Don’t some countries offer, what six months? a year? of maternity leave? France, somewhere in the Netherlands, something like that? How do they handle it?

I guess since paid maternity leave offers so many societal benefits, a govt-based program to handle the reimbursements could work. Yes, that would mean my tax money goes to you deciding to have a rugrat, but again, there are greater social implications to the idea, so it wouldn’t grind my gears nearly as much as some of the places our taxes currently go.

$55 is what it costs me WITH insurance paying their portion. I actually started ordering mine online from Germany because I can get 6 months worth for $115 that way.

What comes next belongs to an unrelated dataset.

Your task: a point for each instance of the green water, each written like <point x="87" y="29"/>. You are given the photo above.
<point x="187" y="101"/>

As far as paid maternity leave preventing abortion I don’t think it would have a huge impact. If we want to prevent abortion making birth control easily available and affordable is the best option we’ve got. I do think that paid maternity leave, especially long term paid maternity leave like what they have available in Canada, Albania, Bulgaria, Czech Republic, Denmark, Finland, etc. goes a long way to providing the means and time to properly bond with your baby and allow you to parent without the stress of working full time which probably helps prevent child abuse and other problems that can come from trying to work full time and parent full time. It probably also allows a new mother to use some of that time to go back to school and get more education or certification if she wants so that she is better able to provide for her child in the future.

Paid parental leave cannot exist in a vacuum without the other benefits afforded to women (and men) in countries where it is available. Subsidized birth control and OBGYNs, early childhood education programs, paternity leave, subsidized daycare. It is possible, but people actually have to be serious about caring where the next generation comes from regardless of their family’s income, and they have to be serious about women’s equality at home and at work. The Dope’s relationship threads occasionally have accusations against women of being gold diggers or requiring a man with a higher status job – and while I don’t think this is always the case, I do wonder how the hell a woman who wants kids is supposed to pursue that in a realistic way without a partner who has a secure, well-paying job when she may not be able to count on keeping her own job let alone getting time off to have one or more kids.

But yes, overall, I find it ironic that many of the people who think women should be forced to carry unwanted children have little interest in preventing unwanted pregnancies or even taking steps to ease the burden on women who have do want children, if only to give them up for adoption. I can’t imagine that many women are short-sighted enough to use paid maternity leave as their deciding factor in whether or not to get an abortion, but it does speak to an overall culture in pure widdle babies are God’s gift (but it’s up to you to figure out how the hell to afford to raise one).

It’s just another benefit some companies offer, in order to attract good employees. Just like good health insurance, a 401(k) match, or whatever.

My company offers 5 days paid paternity leave, and several weeks paid maternity leave.